[tz] Minor (unimportant really) technical UB bug in strftime() ?

Robert Elz kre at munnari.OZ.AU
Tue Nov 8 13:07:01 UTC 2022


The code for the %s strftime conversion starts as:
(this taken from tzcode2022f strftime.c - but I suspect
that many versions are the same)

                        case 's':
                                {
                                        struct tm       tm;
                                        char            buf[INT_STRLEN_MAXIMUM(
                                                                time_t) + 1];
                                        time_t          mkt;  
        
                                        tm = *t;
                                        mkt = mktime(&tm);

The "tm = *t;" line is the problem.   It (or more correctly, something
to replace that) is needed, as *t is const, strftime() is not permitted
to modify it, yet the struct tm * passed to mktime() is not const, as
mktime is sometimes required to modify that struct before returning.

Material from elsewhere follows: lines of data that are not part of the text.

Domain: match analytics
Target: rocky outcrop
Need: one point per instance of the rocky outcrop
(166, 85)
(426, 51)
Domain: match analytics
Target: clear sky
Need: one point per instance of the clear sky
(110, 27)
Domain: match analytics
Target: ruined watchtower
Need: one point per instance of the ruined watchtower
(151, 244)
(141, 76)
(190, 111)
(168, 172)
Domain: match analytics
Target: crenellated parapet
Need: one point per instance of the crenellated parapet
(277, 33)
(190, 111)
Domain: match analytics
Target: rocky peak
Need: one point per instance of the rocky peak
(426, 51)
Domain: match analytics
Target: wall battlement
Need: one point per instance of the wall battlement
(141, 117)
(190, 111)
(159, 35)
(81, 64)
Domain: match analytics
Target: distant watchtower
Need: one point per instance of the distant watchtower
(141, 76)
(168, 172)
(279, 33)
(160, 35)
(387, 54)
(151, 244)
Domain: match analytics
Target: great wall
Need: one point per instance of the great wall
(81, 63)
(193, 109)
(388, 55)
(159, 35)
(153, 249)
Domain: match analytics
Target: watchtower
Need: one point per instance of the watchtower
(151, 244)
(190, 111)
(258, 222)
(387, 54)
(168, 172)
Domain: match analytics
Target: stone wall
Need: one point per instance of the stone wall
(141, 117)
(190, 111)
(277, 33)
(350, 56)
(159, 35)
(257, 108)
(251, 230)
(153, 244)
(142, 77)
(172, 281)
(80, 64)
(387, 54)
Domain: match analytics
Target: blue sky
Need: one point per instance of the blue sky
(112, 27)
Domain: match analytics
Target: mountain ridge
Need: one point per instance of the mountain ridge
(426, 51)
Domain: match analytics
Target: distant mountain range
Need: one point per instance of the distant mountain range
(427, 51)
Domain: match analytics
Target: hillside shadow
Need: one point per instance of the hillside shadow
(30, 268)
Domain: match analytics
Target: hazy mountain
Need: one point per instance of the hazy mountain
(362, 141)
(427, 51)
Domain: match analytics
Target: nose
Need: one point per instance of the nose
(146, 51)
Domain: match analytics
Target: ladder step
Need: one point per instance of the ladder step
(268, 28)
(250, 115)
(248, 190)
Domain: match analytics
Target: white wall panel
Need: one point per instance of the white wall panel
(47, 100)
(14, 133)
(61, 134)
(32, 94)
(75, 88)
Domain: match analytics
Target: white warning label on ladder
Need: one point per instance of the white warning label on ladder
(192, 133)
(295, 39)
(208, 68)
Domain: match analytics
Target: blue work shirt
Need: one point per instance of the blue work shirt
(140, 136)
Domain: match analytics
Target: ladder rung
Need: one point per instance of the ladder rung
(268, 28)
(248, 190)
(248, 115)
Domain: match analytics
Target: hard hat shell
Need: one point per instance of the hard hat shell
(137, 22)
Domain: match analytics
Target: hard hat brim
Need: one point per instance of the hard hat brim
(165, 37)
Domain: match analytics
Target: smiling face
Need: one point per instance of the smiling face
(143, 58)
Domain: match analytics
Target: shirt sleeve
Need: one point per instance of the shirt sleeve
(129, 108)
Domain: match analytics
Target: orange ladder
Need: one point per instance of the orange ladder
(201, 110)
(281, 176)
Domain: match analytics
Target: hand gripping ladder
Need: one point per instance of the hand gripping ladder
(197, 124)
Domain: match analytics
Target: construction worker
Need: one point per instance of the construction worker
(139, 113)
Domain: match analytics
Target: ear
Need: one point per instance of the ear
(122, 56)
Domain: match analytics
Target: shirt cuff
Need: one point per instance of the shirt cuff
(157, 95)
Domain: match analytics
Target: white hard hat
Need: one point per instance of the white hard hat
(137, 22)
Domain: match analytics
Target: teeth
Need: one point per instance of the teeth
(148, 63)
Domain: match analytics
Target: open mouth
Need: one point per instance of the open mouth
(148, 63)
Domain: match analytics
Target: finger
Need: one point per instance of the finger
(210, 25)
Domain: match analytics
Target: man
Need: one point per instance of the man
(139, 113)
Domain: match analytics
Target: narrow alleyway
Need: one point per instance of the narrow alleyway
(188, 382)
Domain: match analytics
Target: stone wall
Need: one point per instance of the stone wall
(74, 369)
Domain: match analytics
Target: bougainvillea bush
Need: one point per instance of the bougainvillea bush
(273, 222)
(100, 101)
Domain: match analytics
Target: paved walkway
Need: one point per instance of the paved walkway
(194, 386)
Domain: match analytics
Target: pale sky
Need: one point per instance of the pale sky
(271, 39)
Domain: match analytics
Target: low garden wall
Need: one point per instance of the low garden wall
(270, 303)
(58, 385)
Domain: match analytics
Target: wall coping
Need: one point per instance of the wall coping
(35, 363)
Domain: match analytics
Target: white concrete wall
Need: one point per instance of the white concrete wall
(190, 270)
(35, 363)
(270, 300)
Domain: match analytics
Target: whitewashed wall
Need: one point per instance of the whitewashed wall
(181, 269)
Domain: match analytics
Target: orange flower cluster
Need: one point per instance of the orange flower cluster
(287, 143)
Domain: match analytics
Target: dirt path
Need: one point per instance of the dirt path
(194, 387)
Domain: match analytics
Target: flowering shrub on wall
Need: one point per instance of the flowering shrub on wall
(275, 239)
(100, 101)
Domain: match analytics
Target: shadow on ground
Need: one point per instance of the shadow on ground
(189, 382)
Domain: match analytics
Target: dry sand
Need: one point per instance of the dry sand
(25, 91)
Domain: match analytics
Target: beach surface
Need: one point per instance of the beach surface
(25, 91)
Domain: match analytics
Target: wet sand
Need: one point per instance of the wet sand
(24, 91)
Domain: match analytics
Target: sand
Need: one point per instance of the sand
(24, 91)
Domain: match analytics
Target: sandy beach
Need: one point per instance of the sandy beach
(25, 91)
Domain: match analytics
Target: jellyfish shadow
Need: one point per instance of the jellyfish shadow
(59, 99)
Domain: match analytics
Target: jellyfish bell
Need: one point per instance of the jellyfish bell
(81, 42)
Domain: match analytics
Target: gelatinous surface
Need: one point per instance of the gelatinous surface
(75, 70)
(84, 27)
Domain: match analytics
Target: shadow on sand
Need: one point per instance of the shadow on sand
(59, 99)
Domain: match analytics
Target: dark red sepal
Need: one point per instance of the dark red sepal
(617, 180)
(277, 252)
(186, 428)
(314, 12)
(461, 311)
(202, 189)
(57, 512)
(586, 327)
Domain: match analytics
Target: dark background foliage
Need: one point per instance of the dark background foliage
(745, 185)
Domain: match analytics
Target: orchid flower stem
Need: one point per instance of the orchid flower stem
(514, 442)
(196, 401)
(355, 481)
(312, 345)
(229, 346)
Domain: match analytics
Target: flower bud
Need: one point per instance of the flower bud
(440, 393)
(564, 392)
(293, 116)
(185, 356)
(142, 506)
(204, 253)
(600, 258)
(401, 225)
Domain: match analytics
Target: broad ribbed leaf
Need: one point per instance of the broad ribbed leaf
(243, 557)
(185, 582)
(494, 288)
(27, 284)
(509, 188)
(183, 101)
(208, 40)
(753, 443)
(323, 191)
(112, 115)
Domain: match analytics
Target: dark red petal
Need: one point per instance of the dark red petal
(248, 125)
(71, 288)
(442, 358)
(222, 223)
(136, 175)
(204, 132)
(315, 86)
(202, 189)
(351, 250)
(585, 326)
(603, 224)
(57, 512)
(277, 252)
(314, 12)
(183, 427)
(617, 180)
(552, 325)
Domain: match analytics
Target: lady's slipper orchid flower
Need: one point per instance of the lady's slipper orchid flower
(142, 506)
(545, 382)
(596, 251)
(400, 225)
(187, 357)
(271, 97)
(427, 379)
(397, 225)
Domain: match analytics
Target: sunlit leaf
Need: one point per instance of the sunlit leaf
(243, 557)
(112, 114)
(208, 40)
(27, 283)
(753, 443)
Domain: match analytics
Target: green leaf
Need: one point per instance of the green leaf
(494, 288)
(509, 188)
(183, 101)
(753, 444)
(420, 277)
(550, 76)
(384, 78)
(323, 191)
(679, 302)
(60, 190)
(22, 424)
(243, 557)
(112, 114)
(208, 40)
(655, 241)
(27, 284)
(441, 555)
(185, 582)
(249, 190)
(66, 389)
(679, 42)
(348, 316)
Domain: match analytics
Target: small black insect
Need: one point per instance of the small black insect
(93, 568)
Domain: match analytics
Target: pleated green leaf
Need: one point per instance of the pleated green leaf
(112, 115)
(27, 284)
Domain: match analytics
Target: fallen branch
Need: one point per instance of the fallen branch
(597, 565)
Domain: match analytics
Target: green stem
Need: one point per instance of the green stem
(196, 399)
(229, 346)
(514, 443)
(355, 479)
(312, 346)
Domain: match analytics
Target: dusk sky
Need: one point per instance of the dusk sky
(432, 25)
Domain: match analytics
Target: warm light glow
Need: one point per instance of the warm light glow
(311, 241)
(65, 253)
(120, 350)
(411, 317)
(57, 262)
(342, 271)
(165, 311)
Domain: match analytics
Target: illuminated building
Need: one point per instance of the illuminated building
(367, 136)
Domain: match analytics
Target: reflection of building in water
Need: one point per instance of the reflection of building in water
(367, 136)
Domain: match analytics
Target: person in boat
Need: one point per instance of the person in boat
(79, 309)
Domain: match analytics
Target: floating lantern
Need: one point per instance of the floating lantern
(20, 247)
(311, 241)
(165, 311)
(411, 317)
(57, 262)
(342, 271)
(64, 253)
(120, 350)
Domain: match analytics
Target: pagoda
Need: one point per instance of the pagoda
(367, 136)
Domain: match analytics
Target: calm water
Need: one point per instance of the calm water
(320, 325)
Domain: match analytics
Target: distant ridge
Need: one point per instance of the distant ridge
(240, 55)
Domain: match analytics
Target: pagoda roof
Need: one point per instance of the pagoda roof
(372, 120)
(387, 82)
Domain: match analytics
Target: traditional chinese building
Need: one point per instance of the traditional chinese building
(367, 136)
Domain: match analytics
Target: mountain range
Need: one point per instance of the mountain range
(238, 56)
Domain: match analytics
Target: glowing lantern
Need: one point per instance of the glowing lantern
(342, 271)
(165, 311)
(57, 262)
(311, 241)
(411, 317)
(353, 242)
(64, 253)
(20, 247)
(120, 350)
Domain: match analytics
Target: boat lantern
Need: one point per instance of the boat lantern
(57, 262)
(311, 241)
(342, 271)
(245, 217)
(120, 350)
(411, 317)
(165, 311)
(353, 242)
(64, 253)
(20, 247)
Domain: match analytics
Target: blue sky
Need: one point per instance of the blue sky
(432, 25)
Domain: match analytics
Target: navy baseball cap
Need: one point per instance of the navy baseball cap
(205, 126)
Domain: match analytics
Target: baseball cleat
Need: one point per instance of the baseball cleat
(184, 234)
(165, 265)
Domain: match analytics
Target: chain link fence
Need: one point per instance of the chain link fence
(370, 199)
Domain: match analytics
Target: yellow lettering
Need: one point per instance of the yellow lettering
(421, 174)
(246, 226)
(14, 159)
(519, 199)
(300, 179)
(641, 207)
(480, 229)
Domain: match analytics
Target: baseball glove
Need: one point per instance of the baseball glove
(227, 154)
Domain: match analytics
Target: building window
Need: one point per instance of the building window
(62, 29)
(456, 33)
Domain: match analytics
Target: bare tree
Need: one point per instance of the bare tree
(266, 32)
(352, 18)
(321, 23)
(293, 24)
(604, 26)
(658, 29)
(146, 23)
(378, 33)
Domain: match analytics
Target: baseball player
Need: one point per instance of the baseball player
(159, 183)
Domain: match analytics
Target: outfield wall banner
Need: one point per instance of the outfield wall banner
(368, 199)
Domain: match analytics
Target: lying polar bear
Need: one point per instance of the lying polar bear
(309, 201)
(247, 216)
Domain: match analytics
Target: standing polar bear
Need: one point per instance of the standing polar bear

However, mktime() refers only to the fields tm_year tm_mon tm_mday
tm_hour tm_min tm_sec and tm_isdst of the struct passed to it.  The
%s conversion is defined as producing (in a decimal string format) the
result of mktime() applied to the struct tm passed to strftime.
Hence an application which intends to use strftime(..., "%s", ...)
need only initialise those 7 fields, the other 2 (currently) standard
fields (tm_yday and tm_wday) are explicitly ignored by mktime() on
input, so there is no need to assign those values, and any other
fields that might exist in a particular implementation are out of
scope for a portable (conforming) application to touch, so cannot
be initialised.

Since referring to an uninitialised variable is, I believe, technically
undefined behaviour, doing a struct copy (copying all fields) can have
that effect.   (An application could memset() the entire struct before
providing the values it must add, but is not required to do that).

It seems likely that the simple fix is to replace the struct assignment
with 7 individual assignment statements

	tm.tm_year = t->tm_year;
	tm.tm_mon = t->tm_mon;
	/* ... */

On the other hand, hardware that balks at simply loading or copying,
uninitialised values, without using them for any purpose is not exactly
common (and half the world's code would probably break if an implementation
that worked in such a manner was ever created) so I'd call this one of
the less significant issues to worry about fixing.